Va da sé che lo si può ignorare, tanto più che rassegne quali Roma, Toronto, Torino, Sundance, Berlino, Locarno cominciano ad avere un certo peso, che prima non si sarebbero neppure sognate! Ma il punto è : Venezia riceve più contributi in assoluto di qualsiasi altra manifestazione nel mondo! E non fa onore al denaro speso. Prima o poi, e me lo auguro, lo spettatore scenderà in piazza: come un metalmeccanico, come un arrabbiato con il sistema. Come fecero i nostri padri, in fondo. (Ma mi chiedo se c'è ancora qualcuno che ricordi figure di protesta cinematografica come Elio Petri: "Non si andava a ritirare i premi. Perché il nostro era un cinema d'arte, un cinema popolare, un cinema di riflessione. Un cinema contro la censura. Eravamo tutti arrabbiati, tutti contro un sistema").

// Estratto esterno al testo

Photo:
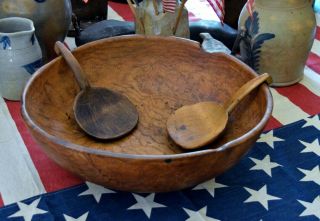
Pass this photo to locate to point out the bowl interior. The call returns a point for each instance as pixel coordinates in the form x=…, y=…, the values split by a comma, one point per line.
x=158, y=75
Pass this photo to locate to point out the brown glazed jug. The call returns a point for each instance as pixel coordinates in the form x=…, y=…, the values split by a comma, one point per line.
x=278, y=38
x=51, y=19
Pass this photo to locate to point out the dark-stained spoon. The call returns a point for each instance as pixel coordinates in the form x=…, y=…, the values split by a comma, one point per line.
x=100, y=112
x=196, y=125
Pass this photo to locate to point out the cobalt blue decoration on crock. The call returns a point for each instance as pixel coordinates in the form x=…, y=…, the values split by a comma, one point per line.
x=251, y=41
x=20, y=55
x=51, y=19
x=284, y=56
x=5, y=41
x=32, y=67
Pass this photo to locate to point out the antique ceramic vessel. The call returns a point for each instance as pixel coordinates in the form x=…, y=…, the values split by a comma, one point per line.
x=161, y=24
x=51, y=19
x=170, y=72
x=20, y=55
x=278, y=38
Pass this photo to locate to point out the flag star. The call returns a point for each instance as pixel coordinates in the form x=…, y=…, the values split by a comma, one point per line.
x=311, y=208
x=311, y=175
x=81, y=218
x=260, y=196
x=210, y=186
x=314, y=121
x=96, y=191
x=269, y=138
x=198, y=215
x=146, y=204
x=313, y=147
x=265, y=164
x=28, y=211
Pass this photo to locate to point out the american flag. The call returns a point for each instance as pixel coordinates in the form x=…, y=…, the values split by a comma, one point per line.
x=169, y=5
x=218, y=7
x=279, y=179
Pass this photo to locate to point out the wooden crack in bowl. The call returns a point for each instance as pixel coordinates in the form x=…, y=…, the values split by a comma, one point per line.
x=159, y=75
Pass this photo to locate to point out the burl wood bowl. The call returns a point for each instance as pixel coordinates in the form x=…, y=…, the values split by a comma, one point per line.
x=158, y=75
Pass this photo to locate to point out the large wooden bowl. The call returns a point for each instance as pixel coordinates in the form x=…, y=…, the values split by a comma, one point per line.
x=158, y=75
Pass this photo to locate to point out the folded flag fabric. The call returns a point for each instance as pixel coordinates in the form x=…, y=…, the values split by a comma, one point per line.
x=218, y=7
x=169, y=5
x=279, y=179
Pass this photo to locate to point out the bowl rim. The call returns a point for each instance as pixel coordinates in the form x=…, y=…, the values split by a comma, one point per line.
x=106, y=153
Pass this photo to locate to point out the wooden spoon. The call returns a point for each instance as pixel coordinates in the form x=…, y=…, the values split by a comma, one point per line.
x=100, y=112
x=196, y=125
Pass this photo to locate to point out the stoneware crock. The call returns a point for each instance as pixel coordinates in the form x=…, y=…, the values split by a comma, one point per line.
x=20, y=55
x=279, y=38
x=51, y=19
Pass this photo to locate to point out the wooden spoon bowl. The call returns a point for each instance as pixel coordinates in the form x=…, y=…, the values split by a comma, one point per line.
x=159, y=75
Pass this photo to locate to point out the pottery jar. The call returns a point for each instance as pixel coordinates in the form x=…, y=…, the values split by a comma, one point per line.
x=51, y=19
x=20, y=55
x=162, y=23
x=278, y=38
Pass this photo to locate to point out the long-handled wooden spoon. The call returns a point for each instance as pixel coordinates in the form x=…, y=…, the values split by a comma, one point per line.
x=196, y=125
x=100, y=112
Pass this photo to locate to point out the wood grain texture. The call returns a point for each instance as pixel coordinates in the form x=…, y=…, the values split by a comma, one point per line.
x=100, y=112
x=194, y=126
x=158, y=75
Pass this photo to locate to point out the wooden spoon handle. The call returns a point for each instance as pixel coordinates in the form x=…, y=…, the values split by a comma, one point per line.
x=80, y=75
x=175, y=27
x=245, y=90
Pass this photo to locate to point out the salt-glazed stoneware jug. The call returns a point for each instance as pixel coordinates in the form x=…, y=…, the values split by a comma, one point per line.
x=20, y=55
x=278, y=38
x=51, y=19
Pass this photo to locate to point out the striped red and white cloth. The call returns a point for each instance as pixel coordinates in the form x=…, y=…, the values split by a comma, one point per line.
x=249, y=6
x=218, y=7
x=25, y=171
x=169, y=5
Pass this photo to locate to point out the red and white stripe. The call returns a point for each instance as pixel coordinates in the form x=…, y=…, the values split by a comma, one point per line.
x=249, y=6
x=26, y=171
x=169, y=5
x=218, y=7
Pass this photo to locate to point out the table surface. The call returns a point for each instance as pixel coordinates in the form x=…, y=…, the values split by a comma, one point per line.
x=27, y=175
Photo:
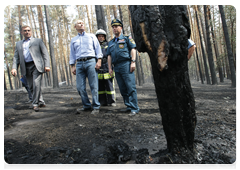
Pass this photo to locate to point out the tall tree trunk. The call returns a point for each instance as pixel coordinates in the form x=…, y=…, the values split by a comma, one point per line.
x=51, y=48
x=12, y=37
x=89, y=21
x=138, y=70
x=30, y=20
x=155, y=29
x=141, y=68
x=130, y=21
x=229, y=49
x=120, y=13
x=209, y=49
x=215, y=47
x=39, y=22
x=67, y=37
x=203, y=52
x=20, y=20
x=115, y=11
x=109, y=22
x=5, y=86
x=34, y=22
x=8, y=71
x=101, y=23
x=44, y=31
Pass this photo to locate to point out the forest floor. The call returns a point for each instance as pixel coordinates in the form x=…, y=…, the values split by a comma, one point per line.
x=58, y=137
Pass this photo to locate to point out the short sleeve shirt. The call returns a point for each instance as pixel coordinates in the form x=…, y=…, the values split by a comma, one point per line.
x=120, y=48
x=190, y=43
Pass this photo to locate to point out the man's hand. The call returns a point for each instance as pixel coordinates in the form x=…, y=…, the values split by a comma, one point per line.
x=132, y=67
x=47, y=69
x=110, y=72
x=98, y=64
x=73, y=69
x=14, y=72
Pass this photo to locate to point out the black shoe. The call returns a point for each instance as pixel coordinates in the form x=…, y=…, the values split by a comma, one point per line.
x=83, y=109
x=36, y=108
x=125, y=110
x=95, y=111
x=42, y=105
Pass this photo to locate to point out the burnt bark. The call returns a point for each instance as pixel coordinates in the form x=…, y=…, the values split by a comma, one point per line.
x=209, y=49
x=203, y=51
x=101, y=23
x=229, y=49
x=51, y=48
x=166, y=29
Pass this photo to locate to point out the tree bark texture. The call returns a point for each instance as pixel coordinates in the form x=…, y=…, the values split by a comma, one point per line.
x=115, y=11
x=34, y=22
x=89, y=21
x=30, y=20
x=209, y=49
x=51, y=48
x=166, y=29
x=215, y=47
x=20, y=20
x=229, y=49
x=101, y=23
x=203, y=52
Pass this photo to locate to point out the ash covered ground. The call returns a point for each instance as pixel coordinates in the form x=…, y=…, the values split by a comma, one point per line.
x=56, y=137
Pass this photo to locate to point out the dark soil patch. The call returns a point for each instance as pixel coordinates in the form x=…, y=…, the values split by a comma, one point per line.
x=57, y=137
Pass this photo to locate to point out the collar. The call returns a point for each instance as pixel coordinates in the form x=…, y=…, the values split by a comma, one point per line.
x=83, y=33
x=28, y=39
x=119, y=38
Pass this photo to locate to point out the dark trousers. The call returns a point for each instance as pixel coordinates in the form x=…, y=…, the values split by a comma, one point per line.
x=34, y=78
x=106, y=89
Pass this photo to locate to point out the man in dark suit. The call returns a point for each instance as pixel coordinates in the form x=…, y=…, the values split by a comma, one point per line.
x=32, y=56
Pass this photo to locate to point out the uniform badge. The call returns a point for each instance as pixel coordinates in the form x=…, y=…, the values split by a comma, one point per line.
x=121, y=45
x=132, y=41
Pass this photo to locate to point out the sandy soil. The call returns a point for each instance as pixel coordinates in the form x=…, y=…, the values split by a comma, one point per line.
x=58, y=137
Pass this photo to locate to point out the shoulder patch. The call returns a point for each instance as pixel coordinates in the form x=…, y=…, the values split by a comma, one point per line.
x=132, y=41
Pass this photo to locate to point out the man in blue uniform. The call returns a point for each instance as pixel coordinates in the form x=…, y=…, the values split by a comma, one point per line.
x=191, y=48
x=122, y=54
x=106, y=91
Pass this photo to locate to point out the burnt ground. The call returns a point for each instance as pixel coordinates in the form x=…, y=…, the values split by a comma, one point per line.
x=57, y=137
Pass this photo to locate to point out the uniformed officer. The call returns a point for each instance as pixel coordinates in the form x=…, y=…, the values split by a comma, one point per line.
x=106, y=91
x=122, y=54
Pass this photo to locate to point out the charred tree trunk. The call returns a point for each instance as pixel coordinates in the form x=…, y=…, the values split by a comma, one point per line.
x=209, y=49
x=120, y=13
x=115, y=11
x=34, y=22
x=203, y=52
x=166, y=29
x=20, y=20
x=229, y=49
x=219, y=65
x=5, y=86
x=51, y=48
x=101, y=23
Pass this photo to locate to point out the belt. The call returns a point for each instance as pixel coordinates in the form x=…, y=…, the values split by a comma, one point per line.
x=29, y=63
x=85, y=58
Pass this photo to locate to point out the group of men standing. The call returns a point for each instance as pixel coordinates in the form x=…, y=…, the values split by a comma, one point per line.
x=91, y=57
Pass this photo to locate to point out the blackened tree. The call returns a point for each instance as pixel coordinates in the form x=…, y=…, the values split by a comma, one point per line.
x=163, y=32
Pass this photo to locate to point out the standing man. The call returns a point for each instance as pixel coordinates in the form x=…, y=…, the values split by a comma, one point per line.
x=106, y=91
x=85, y=49
x=32, y=56
x=122, y=54
x=191, y=48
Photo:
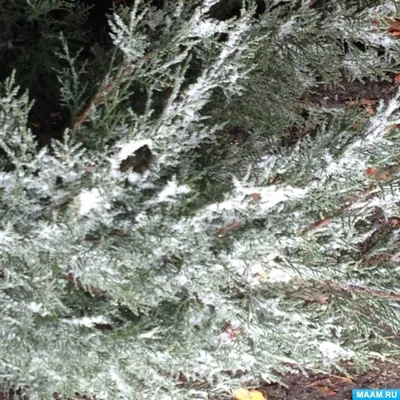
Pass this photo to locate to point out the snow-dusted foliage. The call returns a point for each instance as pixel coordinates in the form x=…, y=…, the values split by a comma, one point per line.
x=130, y=281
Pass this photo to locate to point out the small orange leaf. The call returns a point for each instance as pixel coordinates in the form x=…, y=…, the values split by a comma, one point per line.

Un'ultima considerazione: l'unico film italiano premiato in questi anni (“Sacro GRA”) ha definitivamente rimesso in discussione la serietà degli esponenti del Lido. E' come se il prestigio, l'indiscusso fascino della manifestazione passasse in secondo piano, tanto è stata palese la vittoria a “priori”, poiché resta improponibile immaginare davvero che un film di tal tipo nutra consensi, siano o meno unanimi, tra i giurati. E d'altra parte si trattava di un “non-film”, neppure un vero documentario. Il “sottotono” evidente quest'anno, allora, è anche frutto di una irreversibile caduta. Non possiamo che augurarcelo: solo con la fine di quest'epoca di raccomandazioni evidenti, possiamo ricostruire il cinema, come accadde nella seconda metà degli anni '70, quando il Festival non si tenne, per poi ritornare più grande, almeno per un po'.